Work is seriously killing me. Even though he'll deny it, my boss is treating me unfairly. Ever since I told him I was going to leave the company when Jenn did, he's been a total jerk. He can't even be cordial.
Yesterday he and the other supervisor (who isn't my supervisor at all) ambushed me to do an audit on my store. They kept me late because they were working so slow. Normally I don't take a lunch on Sundays because it's only a 6 hour day. However, they kept me until almost 4:30, a half hour longer than I was supposed to work. Of course I claim it on my time card and make note that they were the reason there was no lunch for me for yesterday. Today I get an email from him that says that there was "food all over the desk" when they got there and had I not taken a lunch, I should have told them so I could have taken one. He then said that if I wasn't forced to work past 4pm and could have clocked out and gone home. One problem, had I done that, they would have been locked inside the building and I would have had to come downstairs to let them out on my own time. I don't think so, buddy!

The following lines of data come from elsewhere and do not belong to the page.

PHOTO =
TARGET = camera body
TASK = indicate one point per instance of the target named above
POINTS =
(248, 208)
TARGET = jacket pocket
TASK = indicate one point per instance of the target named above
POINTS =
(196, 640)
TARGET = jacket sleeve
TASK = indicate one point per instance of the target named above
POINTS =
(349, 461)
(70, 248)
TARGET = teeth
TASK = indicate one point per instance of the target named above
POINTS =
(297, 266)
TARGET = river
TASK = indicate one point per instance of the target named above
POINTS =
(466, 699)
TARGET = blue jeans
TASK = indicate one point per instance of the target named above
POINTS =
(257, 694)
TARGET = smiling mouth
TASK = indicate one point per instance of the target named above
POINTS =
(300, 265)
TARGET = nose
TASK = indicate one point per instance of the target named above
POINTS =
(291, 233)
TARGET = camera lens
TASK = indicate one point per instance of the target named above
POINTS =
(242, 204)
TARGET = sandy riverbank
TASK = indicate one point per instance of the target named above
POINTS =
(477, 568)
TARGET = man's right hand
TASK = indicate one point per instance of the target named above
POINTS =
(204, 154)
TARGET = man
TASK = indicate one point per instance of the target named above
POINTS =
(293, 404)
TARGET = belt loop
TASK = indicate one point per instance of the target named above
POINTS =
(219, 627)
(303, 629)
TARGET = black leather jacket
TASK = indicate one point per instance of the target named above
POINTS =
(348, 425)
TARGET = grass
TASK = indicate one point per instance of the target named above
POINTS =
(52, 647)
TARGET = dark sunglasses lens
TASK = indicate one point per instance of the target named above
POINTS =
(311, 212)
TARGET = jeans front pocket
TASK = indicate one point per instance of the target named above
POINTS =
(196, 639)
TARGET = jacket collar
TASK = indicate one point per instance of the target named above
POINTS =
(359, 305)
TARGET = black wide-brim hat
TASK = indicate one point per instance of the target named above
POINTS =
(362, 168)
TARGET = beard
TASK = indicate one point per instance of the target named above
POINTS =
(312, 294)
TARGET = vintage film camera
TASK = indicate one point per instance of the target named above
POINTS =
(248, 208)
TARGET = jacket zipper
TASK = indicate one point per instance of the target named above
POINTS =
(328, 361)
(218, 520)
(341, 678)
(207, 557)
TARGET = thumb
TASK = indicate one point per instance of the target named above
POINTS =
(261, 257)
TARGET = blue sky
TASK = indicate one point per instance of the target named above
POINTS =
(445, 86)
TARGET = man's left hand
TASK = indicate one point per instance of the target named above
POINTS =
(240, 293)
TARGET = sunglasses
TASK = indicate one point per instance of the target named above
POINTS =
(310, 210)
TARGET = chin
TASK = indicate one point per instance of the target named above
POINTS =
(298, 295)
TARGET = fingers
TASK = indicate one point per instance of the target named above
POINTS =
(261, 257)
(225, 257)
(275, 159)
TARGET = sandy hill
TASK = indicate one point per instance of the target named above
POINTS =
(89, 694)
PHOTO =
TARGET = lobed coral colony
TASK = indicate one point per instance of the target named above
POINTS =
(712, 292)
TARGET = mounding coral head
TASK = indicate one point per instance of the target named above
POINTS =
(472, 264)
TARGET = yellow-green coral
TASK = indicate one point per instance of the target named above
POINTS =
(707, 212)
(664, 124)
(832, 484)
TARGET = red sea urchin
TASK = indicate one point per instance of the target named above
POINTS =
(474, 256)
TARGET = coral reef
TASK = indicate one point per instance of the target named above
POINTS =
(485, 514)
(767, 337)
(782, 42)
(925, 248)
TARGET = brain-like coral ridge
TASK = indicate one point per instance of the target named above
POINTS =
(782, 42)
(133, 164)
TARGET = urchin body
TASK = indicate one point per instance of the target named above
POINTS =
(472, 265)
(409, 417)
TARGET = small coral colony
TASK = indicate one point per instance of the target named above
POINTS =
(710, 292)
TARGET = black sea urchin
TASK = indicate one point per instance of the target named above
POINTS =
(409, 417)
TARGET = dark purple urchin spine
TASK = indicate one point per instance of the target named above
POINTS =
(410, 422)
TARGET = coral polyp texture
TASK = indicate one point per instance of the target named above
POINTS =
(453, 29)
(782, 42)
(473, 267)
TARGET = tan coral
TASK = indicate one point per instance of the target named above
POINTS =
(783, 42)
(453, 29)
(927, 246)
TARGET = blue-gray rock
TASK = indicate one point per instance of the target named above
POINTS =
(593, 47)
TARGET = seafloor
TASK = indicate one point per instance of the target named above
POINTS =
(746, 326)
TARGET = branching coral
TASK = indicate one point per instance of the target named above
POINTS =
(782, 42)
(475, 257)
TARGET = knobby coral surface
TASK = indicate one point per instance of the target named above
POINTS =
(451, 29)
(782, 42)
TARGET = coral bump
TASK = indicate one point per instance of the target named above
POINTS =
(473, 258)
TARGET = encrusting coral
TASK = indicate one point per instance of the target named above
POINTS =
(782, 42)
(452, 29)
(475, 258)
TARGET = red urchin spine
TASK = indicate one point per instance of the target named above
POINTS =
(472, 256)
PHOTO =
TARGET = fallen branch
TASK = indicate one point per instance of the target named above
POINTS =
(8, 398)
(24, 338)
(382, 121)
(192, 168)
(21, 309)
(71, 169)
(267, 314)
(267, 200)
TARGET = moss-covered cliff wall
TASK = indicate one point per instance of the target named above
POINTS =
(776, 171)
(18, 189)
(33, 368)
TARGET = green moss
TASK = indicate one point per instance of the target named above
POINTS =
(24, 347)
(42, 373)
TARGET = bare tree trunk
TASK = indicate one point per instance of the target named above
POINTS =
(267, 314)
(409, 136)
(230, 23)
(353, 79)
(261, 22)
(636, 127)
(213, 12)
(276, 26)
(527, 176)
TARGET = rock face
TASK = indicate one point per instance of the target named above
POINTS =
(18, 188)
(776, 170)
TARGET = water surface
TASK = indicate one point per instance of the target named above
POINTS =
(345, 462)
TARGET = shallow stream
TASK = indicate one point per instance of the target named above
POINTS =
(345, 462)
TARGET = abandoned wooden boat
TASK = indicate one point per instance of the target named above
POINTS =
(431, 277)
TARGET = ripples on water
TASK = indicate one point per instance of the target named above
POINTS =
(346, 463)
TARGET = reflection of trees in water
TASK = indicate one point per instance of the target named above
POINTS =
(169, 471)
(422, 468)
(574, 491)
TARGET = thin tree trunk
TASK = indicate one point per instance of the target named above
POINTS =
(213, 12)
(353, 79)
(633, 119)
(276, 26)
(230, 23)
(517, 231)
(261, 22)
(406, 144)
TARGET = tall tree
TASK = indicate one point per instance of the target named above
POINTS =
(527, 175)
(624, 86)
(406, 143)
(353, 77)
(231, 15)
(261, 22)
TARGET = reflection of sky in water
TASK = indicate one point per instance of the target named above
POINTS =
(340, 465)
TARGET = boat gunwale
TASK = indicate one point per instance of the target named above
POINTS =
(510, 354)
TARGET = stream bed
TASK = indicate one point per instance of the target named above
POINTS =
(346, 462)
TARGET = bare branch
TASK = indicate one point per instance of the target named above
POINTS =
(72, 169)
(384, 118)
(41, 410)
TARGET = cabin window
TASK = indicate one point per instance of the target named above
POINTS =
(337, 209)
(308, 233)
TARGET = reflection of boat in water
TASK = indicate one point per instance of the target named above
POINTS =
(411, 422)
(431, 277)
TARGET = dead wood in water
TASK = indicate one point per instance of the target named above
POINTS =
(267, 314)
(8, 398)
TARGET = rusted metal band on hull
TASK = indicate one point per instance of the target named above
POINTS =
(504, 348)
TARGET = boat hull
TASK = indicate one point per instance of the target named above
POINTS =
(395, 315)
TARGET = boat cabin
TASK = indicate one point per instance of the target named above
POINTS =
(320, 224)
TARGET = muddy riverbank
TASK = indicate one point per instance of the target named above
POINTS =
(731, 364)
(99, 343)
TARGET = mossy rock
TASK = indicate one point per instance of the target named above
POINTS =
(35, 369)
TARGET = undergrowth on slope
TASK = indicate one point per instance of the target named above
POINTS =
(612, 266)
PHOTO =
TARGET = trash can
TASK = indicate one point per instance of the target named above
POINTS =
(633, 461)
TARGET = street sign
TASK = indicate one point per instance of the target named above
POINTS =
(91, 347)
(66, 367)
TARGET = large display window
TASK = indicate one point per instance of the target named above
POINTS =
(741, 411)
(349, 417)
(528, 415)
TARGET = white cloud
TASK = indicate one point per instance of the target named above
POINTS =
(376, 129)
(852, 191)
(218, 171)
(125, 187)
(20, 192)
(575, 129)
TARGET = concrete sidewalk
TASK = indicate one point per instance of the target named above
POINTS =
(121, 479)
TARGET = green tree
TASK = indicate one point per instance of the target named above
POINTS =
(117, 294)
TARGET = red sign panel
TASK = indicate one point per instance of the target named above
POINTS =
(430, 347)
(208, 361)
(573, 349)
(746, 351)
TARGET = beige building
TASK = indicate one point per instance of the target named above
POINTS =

I would really like to walk out right now. I've actually done that to 2 employers in the past. I have no qualms about doing it. Unfortunately I don't have anywhere to go (I work for a storage facility and live on-site). Fortunately, Jenn is going to be applying for a job and if she gets it, we'll be able to move fairly soon, and not have to wait until November when another job within the company is to open up.
I really wish I could learn to be quiet and not react to what my boss says or does. It's common knowledge that I'm leaving at some point. You'd think they would treat me with kid gloves so I don't go postal, but no. They're treating me like shit and hiding behind the facade of "well, we weren't following policy before, so you need to do things this way now." and making out all this shit I've been doing for 17 months wrong.
I've turned this facility into something truly profitable and all I get is a "good job" and a meager raise. But, ultimately, nothing they could pay me would make up for what I deal with on a day-to-day basis.